Die queere Kamerunerin Pauline Nadege Binam wird zum zweiten Mal von der US-Einwanderungsbehörde ICE festgehalten. Aktivistinnen, die sie besuchten, berichten von Erschöpfung und mangelhafter Versorgung.

Die 36-jährige Pauline Nadege Binam sitzt im Stewart Detention Center im US-Bundesstaat Georgia in Abschiebehaft. Die queere Frau kam als Kleinkind aus Kamerun in die USA und hat eine minderjährige Tochter mit US-Staatsbürgerschaft. Es ist bereits ihre zweite Inhaftierung durch die Einwanderungsbehörde ICE, diesmal seit Dezember. Eine frühere Verurteilung wegen Hehlerei schließt sie formal von einem Abschiebestopp aus; ihre Unterstützer prüfen derzeit andere rechtliche Wege, unter anderem ein laufendes Habeas-Corpus-Verfahren.
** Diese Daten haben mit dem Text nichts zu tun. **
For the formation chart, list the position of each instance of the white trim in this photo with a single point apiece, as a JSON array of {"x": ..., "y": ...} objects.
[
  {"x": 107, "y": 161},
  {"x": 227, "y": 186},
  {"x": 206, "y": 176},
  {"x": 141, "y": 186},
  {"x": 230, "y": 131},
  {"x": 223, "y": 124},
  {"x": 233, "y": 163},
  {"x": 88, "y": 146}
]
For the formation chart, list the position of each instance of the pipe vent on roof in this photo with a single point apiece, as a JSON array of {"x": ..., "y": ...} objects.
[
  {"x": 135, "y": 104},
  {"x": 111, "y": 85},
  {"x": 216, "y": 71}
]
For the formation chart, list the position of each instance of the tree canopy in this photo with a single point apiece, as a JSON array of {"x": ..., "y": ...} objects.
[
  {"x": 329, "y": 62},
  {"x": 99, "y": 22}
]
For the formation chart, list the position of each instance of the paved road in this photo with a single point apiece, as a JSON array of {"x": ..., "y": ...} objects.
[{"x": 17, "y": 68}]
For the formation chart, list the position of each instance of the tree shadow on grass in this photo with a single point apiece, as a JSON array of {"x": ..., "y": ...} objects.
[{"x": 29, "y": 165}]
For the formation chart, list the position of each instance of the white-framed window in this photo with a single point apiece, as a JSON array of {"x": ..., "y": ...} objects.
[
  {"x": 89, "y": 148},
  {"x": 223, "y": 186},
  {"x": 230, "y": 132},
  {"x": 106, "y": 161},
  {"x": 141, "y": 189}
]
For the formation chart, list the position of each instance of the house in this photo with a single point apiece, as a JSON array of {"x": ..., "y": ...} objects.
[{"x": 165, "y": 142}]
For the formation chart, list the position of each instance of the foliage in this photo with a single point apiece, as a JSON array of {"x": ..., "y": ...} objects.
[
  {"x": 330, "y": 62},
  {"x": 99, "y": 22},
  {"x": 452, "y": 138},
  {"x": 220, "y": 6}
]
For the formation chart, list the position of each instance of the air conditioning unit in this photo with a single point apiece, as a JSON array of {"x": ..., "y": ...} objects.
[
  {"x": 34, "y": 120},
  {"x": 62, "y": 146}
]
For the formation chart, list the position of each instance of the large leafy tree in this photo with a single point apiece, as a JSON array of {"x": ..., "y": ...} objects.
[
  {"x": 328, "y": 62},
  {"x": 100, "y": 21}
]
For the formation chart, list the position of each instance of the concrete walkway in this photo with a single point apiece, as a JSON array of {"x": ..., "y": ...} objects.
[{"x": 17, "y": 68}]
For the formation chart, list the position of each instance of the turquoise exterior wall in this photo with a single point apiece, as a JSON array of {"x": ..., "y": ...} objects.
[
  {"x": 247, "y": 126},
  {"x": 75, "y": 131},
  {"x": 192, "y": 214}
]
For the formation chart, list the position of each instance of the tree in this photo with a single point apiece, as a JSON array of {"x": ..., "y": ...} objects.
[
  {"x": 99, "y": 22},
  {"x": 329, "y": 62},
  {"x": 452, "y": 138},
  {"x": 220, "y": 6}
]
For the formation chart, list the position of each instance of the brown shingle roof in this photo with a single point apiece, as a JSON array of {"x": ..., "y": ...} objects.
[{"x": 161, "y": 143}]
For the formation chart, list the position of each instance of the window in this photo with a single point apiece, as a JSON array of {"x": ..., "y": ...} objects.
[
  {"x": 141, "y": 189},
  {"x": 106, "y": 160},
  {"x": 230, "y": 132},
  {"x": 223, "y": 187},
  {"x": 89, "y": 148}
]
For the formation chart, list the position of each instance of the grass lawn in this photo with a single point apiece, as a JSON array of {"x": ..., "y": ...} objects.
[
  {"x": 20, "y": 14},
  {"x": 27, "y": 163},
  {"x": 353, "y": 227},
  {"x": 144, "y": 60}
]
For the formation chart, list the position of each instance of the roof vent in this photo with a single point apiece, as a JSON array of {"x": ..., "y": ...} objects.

Zwei Aktivistinnen, Noël Heatherland und die demokratische Kongresskandidatin Timoria McQueen Saba, durften Binam kürzlich hinter einer Glasscheibe besuchen. „Ich konnte sehen, dass sie sehr müde ist. Sie wirkt einfach sehr erschöpft“, berichtete Heatherland danach. Ein dritter Besucher, der Kandidat Bentley Hudgins, wurde wegen eines abgelaufenen Führerscheins abgewiesen; er beschrieb die Atmosphäre der Einrichtung als von Dunkelheit geprägt.

Binams Fall reicht bis 2019 zurück: Während einer früheren Haft im Irwin County Detention Center soll ihr bei einem gynäkologischen Eingriff ohne vollständige Einwilligung ein Eileiter entfernt worden sein – ein Vorwurf, der in Krankenakten dokumentiert ist und 2020 den US-Kongress beschäftigte. Nach eigenen Angaben leidet Binam in Stewart erneut unter mangelhafter Versorgung, meidet aus Angst vor weiteren Übergriffen aber ärztliche Behandlung. Unterstützer werten den Besuch als Zeichen, dass sie mit ihrem Fall nicht allein ist.